The pay rises will be transitioned over two years, with the wage of:
● a first year apprentice electrician who has completed year 12 jumping from $289 to $398 a week;
● a second year apprentice electrician who has completed year 12 climbing from $376 to $470 a week;
● a first year adult apprentice electrician, aged over 21 when commencing their trade, doubling from $289 to $579 a week;
● a second year adult apprentice electrician, aged over 21 when commencing their trade, leaping from $376 to $622 a week; and
● Third and fourth year adult apprentice electricians, aged over 21 when commencing their trade, moving to the higher of the minimum wage or the junior apprentice rates.
In handing down their joint decision, the Fair Work Commission emphasised that increased apprentice wages were a benefit for both apprentices and employees, finding that the rises were “appropriate in setting a fair and relevant minimum safety net for apprentices and would recognise the benefits of having better educated and potentially more productive young people entering apprenticeships.”
The Electrical Trades Union said the decision had clearly been influenced by independent research, commissioned by the union as part of the Modern Award review process, which identified that low pay rates were a major contributor to low retention rates, with almost four in ten apprentices failing to complete their training.
“For too long our apprentice pay system has been a remnant of the 1950‘s, when those learning a trade were teenagers living at home with mum and dad,” ETU National Secretary Allen Hicks.
“Shifting demographics mean that today, more than a quarter of modern apprentices are aged over 25 when they enter the trade.
“The expert advice was clear.
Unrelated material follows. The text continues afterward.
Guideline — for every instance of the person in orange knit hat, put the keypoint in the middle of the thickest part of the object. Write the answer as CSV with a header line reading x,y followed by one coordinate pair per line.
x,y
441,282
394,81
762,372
If we want to address skills shortages, make training appealing to employers, and ensure adult apprentices can afford to live while undergoing their trade training, we needed to improve retention rates by ensuring they receive a liveable wage.”
Independent research, commissioned by the ETU and produced by Professor John Buchanan from the University of Sydney Workplace Research Centre, revealed that many trade apprentices were currently living below the poverty line.
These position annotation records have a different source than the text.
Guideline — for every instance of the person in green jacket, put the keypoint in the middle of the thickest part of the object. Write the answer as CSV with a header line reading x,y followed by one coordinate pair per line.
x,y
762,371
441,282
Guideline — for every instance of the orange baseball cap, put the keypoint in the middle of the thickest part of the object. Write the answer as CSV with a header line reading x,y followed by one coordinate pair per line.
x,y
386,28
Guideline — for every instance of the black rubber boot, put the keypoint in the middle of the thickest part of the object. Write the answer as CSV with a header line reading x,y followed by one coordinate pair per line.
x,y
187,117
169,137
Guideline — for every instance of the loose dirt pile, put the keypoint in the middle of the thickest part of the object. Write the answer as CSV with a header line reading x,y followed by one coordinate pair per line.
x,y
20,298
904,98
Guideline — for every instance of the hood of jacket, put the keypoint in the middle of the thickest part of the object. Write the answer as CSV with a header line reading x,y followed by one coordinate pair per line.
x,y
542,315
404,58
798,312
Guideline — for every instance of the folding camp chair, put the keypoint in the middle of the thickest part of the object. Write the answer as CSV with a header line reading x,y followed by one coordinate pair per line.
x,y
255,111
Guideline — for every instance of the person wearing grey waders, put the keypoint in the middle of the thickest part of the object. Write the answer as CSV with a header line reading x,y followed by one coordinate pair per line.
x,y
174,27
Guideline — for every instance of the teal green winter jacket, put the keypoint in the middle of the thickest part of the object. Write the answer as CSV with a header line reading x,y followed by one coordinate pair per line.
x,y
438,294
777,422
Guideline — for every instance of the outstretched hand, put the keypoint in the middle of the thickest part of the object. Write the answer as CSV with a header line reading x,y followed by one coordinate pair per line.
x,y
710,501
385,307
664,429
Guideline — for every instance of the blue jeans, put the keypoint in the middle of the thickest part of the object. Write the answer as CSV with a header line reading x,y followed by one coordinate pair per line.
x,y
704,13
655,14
“When a first year apprentice is earning just over half the pay of an unskilled burger-flipper at a fast-food restaurant, there’s no surprise that many are forced to drop out of their training,” Mr Hicks said.
“This independent research confirmed that low pay was a crucial tipping point that deterred people from entering trades or caused them to drop out of their training.
“Today’s pay decision is wonderful news for existing apprentices — or anyone considering entering a trade.
“Fair Work Australia has accepted that providing a liveable wage is an essential part of delivering the skills we need for our nation’s future prosperity.
Mr Hicks said that while improved wages would have an impact on retention rates, it was just one of many areas that needed to be improved in the trade training system to ensure skills shortages were met and young Australians could access employment opportunities.
“The recruitment and retention of apprentices is critical for the future skill base of Australia’s economy,” he said.
“Getting these policies right not only makes the trade training system more appealing for young people and more sustainable for employers, it ensures an on-going supply of the highly skilled tradespeople needed by consumers.”